Disability, Medical, and Special Education Acronym List

For the parent learning to live in the disability world with less stress

Managing care for your child can come with learning a new language at times. There are many new terms to learn about symptoms, medications, school, finances, and even biology and genetics. It can make even the most well-versed parents feel lost, especially when hearing new acronyms! Let’s ease some of that stress by jotting them all down:

: Augmented and Alternative Communication–Using tools or devices to help with communication, like picture boards or speech apps.
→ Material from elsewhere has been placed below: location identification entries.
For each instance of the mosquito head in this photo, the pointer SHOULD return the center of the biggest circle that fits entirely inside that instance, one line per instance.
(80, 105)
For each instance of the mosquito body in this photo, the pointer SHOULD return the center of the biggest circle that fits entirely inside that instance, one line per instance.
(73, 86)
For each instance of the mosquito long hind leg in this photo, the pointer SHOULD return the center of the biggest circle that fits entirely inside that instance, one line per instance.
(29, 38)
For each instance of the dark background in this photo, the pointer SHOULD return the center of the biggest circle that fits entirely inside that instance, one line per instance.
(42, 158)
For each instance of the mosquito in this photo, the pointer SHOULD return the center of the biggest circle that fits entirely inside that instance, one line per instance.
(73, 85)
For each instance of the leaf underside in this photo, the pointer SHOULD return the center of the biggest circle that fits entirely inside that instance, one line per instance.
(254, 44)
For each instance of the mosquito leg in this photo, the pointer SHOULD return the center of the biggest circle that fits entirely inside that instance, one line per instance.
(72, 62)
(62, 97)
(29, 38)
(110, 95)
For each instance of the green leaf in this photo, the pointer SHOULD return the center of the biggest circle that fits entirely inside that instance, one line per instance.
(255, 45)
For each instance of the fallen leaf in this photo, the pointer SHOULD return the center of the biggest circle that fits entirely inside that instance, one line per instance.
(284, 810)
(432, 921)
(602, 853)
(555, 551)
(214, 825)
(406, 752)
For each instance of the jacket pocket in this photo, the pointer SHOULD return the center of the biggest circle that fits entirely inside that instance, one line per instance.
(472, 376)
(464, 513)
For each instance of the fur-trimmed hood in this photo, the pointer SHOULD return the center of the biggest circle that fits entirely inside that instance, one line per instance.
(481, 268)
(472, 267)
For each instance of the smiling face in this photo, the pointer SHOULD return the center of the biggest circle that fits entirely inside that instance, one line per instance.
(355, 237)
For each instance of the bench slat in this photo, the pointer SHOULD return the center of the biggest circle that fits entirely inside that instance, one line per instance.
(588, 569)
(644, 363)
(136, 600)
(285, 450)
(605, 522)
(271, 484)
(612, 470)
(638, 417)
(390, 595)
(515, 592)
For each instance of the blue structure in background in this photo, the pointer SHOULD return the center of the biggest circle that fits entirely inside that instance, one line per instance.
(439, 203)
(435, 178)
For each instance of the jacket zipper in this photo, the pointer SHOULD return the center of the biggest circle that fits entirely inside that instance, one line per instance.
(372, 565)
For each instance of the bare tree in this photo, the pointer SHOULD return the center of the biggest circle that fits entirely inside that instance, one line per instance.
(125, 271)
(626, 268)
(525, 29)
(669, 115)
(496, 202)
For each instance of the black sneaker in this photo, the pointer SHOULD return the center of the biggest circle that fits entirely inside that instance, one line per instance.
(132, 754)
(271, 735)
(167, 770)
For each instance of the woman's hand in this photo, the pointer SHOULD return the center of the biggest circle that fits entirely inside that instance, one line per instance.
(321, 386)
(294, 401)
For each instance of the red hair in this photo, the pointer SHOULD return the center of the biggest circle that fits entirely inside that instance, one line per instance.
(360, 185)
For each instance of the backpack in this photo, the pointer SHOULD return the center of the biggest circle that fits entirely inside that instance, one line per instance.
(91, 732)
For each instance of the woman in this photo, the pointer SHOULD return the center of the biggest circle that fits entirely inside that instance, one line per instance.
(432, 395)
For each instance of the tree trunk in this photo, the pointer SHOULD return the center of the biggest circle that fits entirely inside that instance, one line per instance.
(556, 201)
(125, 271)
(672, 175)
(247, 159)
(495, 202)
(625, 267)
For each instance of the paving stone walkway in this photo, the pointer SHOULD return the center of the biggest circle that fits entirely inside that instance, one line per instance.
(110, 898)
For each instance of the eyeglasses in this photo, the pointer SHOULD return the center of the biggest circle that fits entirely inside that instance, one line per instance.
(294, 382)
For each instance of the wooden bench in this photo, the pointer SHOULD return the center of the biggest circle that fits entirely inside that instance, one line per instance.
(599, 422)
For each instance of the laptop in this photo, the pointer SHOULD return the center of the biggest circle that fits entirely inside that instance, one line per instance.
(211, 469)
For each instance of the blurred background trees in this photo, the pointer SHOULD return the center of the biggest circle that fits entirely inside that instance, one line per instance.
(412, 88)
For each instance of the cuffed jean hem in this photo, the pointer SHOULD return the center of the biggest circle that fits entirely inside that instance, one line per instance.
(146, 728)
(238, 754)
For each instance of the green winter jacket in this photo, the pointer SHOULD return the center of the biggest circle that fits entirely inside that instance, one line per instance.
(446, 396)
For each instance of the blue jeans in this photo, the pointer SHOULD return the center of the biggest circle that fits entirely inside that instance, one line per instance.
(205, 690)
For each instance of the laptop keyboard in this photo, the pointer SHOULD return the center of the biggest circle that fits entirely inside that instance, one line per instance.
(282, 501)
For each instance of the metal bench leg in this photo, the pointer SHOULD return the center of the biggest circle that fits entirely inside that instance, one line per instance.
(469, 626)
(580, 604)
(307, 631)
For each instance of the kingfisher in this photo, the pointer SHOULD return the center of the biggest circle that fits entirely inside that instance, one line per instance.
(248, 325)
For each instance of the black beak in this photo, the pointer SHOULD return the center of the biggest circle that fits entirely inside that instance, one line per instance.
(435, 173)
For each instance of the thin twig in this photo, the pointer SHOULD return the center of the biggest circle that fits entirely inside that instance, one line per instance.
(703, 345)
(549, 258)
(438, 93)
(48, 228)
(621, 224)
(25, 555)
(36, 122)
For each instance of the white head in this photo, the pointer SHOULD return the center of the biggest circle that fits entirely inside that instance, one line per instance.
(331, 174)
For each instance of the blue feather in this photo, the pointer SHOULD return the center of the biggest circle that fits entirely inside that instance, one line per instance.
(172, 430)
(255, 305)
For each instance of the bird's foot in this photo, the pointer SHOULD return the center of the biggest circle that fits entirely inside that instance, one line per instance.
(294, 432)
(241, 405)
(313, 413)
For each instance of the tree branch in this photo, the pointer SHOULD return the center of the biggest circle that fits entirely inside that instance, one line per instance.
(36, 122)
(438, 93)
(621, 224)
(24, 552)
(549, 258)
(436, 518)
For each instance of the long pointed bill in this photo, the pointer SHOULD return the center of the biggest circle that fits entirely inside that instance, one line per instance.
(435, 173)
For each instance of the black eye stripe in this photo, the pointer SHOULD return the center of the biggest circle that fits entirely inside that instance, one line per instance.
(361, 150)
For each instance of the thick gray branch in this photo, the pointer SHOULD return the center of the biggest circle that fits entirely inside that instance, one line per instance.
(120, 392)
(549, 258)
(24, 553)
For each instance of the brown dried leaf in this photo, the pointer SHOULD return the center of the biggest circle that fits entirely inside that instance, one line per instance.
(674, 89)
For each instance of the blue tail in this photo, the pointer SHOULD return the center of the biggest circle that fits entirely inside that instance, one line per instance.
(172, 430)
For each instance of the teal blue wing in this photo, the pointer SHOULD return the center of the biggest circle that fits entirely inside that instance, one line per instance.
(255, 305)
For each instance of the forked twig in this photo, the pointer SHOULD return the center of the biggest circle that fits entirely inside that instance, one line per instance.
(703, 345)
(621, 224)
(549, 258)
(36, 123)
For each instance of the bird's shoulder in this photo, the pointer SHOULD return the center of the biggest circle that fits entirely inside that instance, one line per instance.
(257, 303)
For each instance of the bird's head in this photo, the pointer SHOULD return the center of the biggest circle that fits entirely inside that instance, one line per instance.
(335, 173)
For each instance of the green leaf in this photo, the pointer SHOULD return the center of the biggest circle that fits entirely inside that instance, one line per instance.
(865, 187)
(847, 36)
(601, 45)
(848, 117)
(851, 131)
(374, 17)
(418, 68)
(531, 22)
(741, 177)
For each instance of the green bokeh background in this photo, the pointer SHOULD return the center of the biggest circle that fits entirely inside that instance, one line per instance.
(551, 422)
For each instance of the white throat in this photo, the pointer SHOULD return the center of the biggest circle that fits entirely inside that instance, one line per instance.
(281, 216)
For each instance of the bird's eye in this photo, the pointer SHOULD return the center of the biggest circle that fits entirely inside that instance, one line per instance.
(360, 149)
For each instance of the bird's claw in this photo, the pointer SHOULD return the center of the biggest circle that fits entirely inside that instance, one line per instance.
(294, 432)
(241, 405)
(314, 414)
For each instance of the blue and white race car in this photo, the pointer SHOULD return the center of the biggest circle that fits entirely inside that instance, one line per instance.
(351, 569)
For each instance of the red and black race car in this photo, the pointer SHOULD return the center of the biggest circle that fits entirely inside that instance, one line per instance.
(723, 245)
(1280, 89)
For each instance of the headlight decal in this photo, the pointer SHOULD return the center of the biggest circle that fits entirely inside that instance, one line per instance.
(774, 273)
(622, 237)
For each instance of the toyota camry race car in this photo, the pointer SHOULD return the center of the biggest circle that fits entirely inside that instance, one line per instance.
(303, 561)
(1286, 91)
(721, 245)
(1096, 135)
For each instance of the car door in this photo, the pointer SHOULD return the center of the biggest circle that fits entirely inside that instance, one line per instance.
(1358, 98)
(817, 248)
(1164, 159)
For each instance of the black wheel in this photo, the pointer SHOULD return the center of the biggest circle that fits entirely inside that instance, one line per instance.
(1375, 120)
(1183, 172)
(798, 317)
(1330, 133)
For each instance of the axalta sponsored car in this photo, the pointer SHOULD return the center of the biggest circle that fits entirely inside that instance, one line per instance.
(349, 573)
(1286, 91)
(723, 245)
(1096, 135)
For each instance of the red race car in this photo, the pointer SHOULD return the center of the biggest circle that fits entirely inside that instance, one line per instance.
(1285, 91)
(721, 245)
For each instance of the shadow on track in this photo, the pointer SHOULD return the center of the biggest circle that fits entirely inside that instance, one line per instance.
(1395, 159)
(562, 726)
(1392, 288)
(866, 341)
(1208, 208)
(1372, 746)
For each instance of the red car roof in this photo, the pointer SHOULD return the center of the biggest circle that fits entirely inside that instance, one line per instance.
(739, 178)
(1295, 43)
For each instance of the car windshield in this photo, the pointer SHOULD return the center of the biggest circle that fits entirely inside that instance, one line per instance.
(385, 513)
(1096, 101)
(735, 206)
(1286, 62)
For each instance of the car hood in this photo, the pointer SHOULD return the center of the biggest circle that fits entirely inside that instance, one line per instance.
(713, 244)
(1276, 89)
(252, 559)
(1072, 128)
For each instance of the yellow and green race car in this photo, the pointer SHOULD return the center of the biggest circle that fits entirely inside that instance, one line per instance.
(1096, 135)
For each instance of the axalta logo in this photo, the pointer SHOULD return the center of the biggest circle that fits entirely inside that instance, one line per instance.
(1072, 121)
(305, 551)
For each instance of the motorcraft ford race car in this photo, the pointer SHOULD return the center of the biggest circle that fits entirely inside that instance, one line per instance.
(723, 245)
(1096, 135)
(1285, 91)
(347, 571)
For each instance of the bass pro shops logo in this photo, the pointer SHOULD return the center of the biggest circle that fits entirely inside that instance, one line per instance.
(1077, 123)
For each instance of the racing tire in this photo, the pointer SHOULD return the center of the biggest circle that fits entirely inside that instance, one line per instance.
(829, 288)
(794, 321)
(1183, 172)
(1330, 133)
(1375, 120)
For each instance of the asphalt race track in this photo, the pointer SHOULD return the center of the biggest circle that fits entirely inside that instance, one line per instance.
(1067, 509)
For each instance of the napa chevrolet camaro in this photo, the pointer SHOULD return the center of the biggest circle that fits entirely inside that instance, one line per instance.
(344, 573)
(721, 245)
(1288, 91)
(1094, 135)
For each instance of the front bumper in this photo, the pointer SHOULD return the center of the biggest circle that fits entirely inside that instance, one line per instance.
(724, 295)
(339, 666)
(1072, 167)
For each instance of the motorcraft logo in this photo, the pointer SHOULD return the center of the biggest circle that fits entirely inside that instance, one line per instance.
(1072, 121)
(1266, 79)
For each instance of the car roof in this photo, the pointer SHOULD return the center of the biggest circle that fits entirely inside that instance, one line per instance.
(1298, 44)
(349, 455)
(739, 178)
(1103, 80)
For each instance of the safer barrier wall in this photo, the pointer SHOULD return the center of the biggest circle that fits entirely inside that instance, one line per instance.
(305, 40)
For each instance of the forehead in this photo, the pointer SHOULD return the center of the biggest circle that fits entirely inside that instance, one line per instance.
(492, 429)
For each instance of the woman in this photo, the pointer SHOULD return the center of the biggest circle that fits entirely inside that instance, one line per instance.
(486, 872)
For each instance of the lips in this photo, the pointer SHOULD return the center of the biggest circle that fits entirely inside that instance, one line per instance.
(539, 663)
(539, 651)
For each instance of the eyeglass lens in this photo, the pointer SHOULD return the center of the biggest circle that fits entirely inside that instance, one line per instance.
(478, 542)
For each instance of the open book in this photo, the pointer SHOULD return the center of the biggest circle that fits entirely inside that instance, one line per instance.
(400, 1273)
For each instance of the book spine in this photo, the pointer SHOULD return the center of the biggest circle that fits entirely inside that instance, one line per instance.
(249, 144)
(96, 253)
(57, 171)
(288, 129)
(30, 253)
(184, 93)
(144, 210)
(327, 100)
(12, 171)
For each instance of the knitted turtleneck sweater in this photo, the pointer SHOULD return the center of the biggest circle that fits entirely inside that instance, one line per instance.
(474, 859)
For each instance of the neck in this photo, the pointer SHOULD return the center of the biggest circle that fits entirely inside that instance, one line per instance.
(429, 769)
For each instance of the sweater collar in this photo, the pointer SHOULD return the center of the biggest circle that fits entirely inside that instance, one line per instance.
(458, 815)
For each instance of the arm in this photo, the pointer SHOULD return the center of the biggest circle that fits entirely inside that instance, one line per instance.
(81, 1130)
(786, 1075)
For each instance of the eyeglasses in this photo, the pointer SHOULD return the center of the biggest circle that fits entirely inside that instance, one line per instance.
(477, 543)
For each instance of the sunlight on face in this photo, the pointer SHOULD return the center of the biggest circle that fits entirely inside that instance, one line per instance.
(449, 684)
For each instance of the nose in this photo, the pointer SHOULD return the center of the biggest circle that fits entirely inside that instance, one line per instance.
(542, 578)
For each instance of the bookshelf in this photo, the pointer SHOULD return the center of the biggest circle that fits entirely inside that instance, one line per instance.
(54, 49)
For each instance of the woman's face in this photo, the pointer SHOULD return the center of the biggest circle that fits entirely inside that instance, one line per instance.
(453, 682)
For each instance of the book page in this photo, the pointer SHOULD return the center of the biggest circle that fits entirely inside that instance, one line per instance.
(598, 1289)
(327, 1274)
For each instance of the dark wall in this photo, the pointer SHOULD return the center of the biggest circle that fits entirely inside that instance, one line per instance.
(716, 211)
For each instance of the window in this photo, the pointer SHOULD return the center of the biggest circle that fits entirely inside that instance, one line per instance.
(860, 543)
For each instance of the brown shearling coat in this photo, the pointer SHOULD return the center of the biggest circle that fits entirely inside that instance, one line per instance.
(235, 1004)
ABA: Applied Behavior Analysis–A therapeutic approach focused on understanding and changing behavior using rewards and consequences.

ABLE: Achieving a Better Life Experience–Tax-advantaged savings accounts for individuals with disabilities and their families.

ACA: Affordable Care Act–A law that expanded Medicaid eligibility and established health insurance marketplaces.

AEDY: Alternative Education for Disruptive Youth–Educational options for students who struggle in traditional schools. APS: Approved Private School–A school that meets specific standards set by the government.

AT: Assistive Technology–Any tools or devices that help a child perform tasks, like AAC devices, mobility equipment (wheelchairs), or prosthetic limbs.

AU/ASD: Autism/Autism Spectrum Disorder–A developmental disorder characterized by challenges with social interaction, communication, and repetitive behaviors. 

BASC: Behavior Assessment System for Children–A tool for understanding behavior.

BCBA: Board Certified Behavior Analyst–A professional who is trained to assess and treat behavior issues.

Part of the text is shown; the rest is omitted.